# HOW can I get into the union



## heyhi (Jun 25, 2008)

I really like this trade and more so commercial work.

How would I go about getting in the union. Im in northern NJ. Lcal 164 is close to me, but i've heard you have to know some one to get in and i dont. 

Il do anything to get in where should I start.


----------



## user5941 (Mar 16, 2009)

Apply


----------



## william1978 (Sep 21, 2008)

heyhi said:


> Il do anything to get in where should I start.


 Go to the union hall dressed as a rat with a block of cheese and tell the you want some cheese.:whistling2: Let us know how that works?


----------



## nolabama (Oct 3, 2007)

william1978 said:


> Go to the union hall dressed as a rat with a block of cheese and tell the you want some cheese.:whistling2: Let us know how that works?


If you can accomplish that and produce a photograph you may get a job offer from someone on this board.:laughing::no:


----------



## pjmurph2002 (Sep 18, 2009)

Go to www.ibew.com and search the locals in your area. I wouldn't recommend trying only one local, as the attrition rate is different in each local. Call / visit each of the apprentice coordinators of the locals surrounding your area. Fill out applications at all of the locals that are currently accepting them. If they are not accepting them at this time, keep a log, and check back frequently. 

The idea that you must know someone to get in, is not necessarily true. I didn't know anyone, and I got in.

I wish you luck.


----------



## 480sparky (Sep 20, 2007)

If he's not in the union, that makes him a rat, doesn't it? :laughing:

Does the union really want a rat? :laughing::laughing:


----------



## william1978 (Sep 21, 2008)

480sparky said:


> If he's not in the union, that makes him a rat, doesn't it? :laughing:
> 
> Does the union really want a rat? :laughing::laughing:


 No, they might want a mouse though.:laughing:


----------



## John (Jan 22, 2007)

480sparky said:


> If he's not in the union, that makes him a rat, doesn't it? :laughing:
> 
> Does the union really want a rat? :laughing::laughing:


Sure they do...they will just do a rat Intervention/Conversion session.


----------



## 480sparky (Sep 20, 2007)

John said:


> Sure they do...they will just do a rat Intervention/Conversion session.


 
Is that anything like deprogramming someone in a cult?


----------



## RIVETER (Sep 26, 2009)

*lHow do I get into the union*



heyhi said:


> I really like this trade and more so commercial work.
> 
> How would I go about getting in the union.

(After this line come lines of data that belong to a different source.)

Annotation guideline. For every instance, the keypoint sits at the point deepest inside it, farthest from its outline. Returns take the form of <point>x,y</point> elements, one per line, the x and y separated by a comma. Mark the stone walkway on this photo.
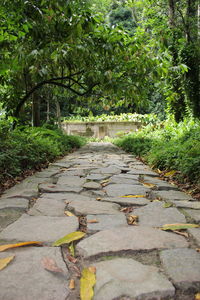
<point>132,261</point>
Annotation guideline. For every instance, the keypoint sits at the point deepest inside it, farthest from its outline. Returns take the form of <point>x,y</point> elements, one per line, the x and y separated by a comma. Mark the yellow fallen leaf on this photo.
<point>69,214</point>
<point>178,226</point>
<point>132,220</point>
<point>197,296</point>
<point>5,261</point>
<point>133,196</point>
<point>49,264</point>
<point>149,185</point>
<point>72,284</point>
<point>9,246</point>
<point>171,173</point>
<point>73,236</point>
<point>87,282</point>
<point>71,249</point>
<point>92,221</point>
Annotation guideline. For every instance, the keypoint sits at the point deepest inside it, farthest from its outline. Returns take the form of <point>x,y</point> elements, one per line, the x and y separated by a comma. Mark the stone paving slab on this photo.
<point>58,188</point>
<point>129,239</point>
<point>93,208</point>
<point>187,204</point>
<point>71,181</point>
<point>92,185</point>
<point>39,228</point>
<point>105,222</point>
<point>172,195</point>
<point>127,277</point>
<point>26,279</point>
<point>195,232</point>
<point>116,190</point>
<point>183,267</point>
<point>155,215</point>
<point>127,201</point>
<point>48,207</point>
<point>193,213</point>
<point>14,202</point>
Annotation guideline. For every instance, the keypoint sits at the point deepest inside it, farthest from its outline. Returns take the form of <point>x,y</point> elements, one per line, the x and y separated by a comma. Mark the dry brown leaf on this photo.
<point>132,220</point>
<point>71,259</point>
<point>92,221</point>
<point>49,264</point>
<point>72,284</point>
<point>185,234</point>
<point>9,246</point>
<point>5,261</point>
<point>149,185</point>
<point>69,214</point>
<point>126,209</point>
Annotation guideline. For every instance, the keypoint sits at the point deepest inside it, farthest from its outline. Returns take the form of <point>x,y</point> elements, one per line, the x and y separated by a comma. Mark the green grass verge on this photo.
<point>27,148</point>
<point>168,146</point>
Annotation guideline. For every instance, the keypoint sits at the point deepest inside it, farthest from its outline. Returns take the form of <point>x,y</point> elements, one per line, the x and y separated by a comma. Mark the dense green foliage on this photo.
<point>168,146</point>
<point>148,118</point>
<point>28,148</point>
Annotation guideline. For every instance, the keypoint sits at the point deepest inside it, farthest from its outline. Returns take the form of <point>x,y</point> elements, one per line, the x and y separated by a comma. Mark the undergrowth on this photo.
<point>26,148</point>
<point>168,146</point>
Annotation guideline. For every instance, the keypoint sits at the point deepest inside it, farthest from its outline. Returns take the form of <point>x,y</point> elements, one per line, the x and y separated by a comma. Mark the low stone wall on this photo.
<point>99,129</point>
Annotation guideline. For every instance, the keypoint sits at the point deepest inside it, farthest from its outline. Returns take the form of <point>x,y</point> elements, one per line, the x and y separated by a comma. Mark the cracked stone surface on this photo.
<point>133,262</point>
<point>26,279</point>
<point>48,207</point>
<point>105,222</point>
<point>129,239</point>
<point>155,215</point>
<point>93,208</point>
<point>127,277</point>
<point>183,267</point>
<point>115,190</point>
<point>39,228</point>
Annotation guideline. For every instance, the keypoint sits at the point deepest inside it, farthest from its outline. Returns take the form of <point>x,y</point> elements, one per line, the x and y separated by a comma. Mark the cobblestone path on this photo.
<point>133,261</point>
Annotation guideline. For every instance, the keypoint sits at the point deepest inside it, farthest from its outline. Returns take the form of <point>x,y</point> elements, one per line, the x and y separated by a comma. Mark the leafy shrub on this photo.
<point>26,148</point>
<point>168,145</point>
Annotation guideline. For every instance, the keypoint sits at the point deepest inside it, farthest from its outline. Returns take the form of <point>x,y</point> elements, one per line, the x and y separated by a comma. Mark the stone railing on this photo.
<point>100,129</point>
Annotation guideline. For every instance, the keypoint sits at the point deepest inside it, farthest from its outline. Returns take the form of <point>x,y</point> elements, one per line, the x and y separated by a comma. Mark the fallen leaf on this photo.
<point>5,261</point>
<point>167,205</point>
<point>126,209</point>
<point>92,221</point>
<point>133,196</point>
<point>72,284</point>
<point>132,220</point>
<point>71,249</point>
<point>149,185</point>
<point>169,174</point>
<point>71,259</point>
<point>69,214</point>
<point>98,199</point>
<point>73,236</point>
<point>87,282</point>
<point>197,296</point>
<point>9,246</point>
<point>178,226</point>
<point>49,264</point>
<point>185,234</point>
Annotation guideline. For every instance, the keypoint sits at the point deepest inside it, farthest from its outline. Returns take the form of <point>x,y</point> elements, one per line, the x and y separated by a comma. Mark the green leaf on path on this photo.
<point>73,236</point>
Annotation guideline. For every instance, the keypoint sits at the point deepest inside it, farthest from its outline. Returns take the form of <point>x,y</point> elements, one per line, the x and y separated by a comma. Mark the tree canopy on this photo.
<point>136,55</point>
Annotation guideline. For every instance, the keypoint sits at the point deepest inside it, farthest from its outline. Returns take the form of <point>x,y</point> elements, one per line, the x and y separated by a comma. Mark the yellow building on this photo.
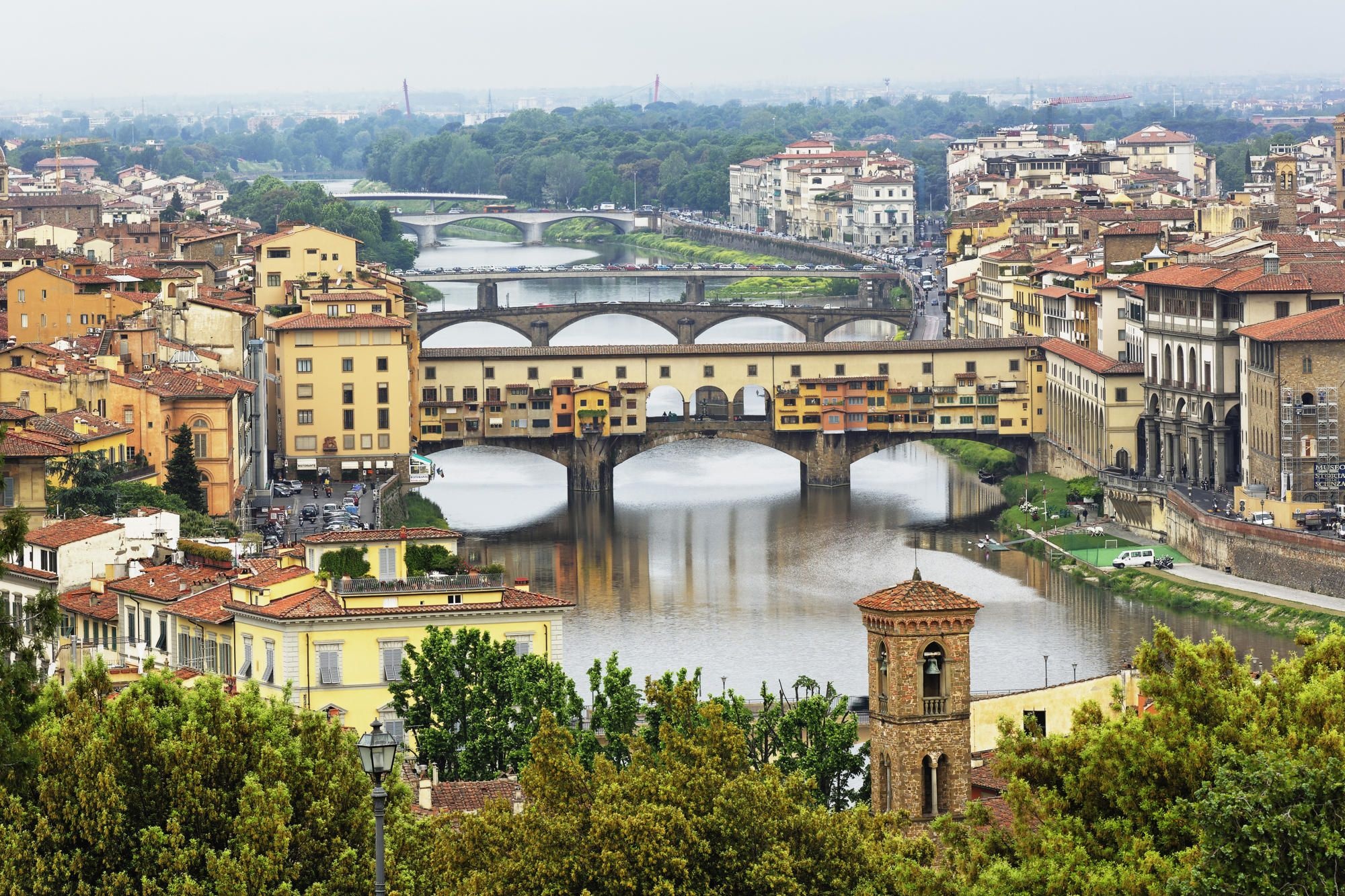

Im in northern NJ. Lcal 164 is close to me, but i've heard you have to know some one to get in and i dont.
> 
> Il do anything to get in where should I start.


First off, don't say you'll do anything...there will be too many takers. I knew absolutely no one when I first inquired; I WAS fresh out of the military and 22 years old. I just asked how and they explained that it was a long list but I signed up.
I was persistent, and it kind of began to be a laughing point when I would show up...AGAIN... every two weeks or so at the apprenteship office, just to see if my name had advanced on the list. That is what you have to do these days. You have to let people know that you want something really badly. Still, it took about a year.


----------



## user5941 (Mar 16, 2009)

John said:


> Sure they do...they will just do a rat Intervention/Conversion session.


 When we get them young it is easier to pull off their tail


----------



## Bendezium (Jul 7, 2009)

RIVETER said:


> First off, don't say you'll do anything...there will be too many takers. I knew absolutely no one when I first inquired; I WAS fresh out of the military and 22 years old. I just asked how and they explained that it was a long list but I signed up.
> I was persistent, and it kind of began to be a laughing point when I would show up...AGAIN... every two weeks or so at the apprenteship office, just to see if my name had advanced on the list. That is what you have to do these days. You have to let people know that you want something really badly. Still, it took about a year.


I want it badly, but that just seems like it would be a real annoyance for the apprenticeship office. I live right at the meeting point of 3 locals, probably a pretty rare situation. 2 are accepting applications and I applied at both, will do the third when the time comes. 

Maybe I don't understand the process, but I thought within an application period everyone gets reviewed in the order they applied, then after everyone has been reviewed the decisions are made. 

Or does it go like this,
The hall has X amount of spots and Y amount of people are on the list. The hall interviews until they meet the first X amount of people they like and tells everyone else after that last person to reapply next period without even reviewing the others? 

I really didn't think list rank had anything to do with it.


----------



## RIVETER (Sep 26, 2009)

*How do I get into the UNION*



Bendezium said:


> I want it badly, but that just seems like it would be a real annoyance for the apprenticeship office. I live right at the meeting point of 3 locals, probably a pretty rare situation. 2 are accepting applications and I applied at both, will do the third when the time comes.
> 
> Maybe I don't understand the process, but I thought within an application period everyone gets reviewed in the order they applied, then after everyone has been reviewed the decisions are made.
> 
> ...


It's been a while but I believe a set number of people on the LIST were called in for an interview...Maybe I assumed that the list worked properly, but I had no way of knowing. I started out at $4.03 per hour and thought I was RICH.


----------



## Bendezium (Jul 7, 2009)

RIVETER said:


> It's been a while





RIVETER said:


> I started out at $4.03 per hour


Must have been


----------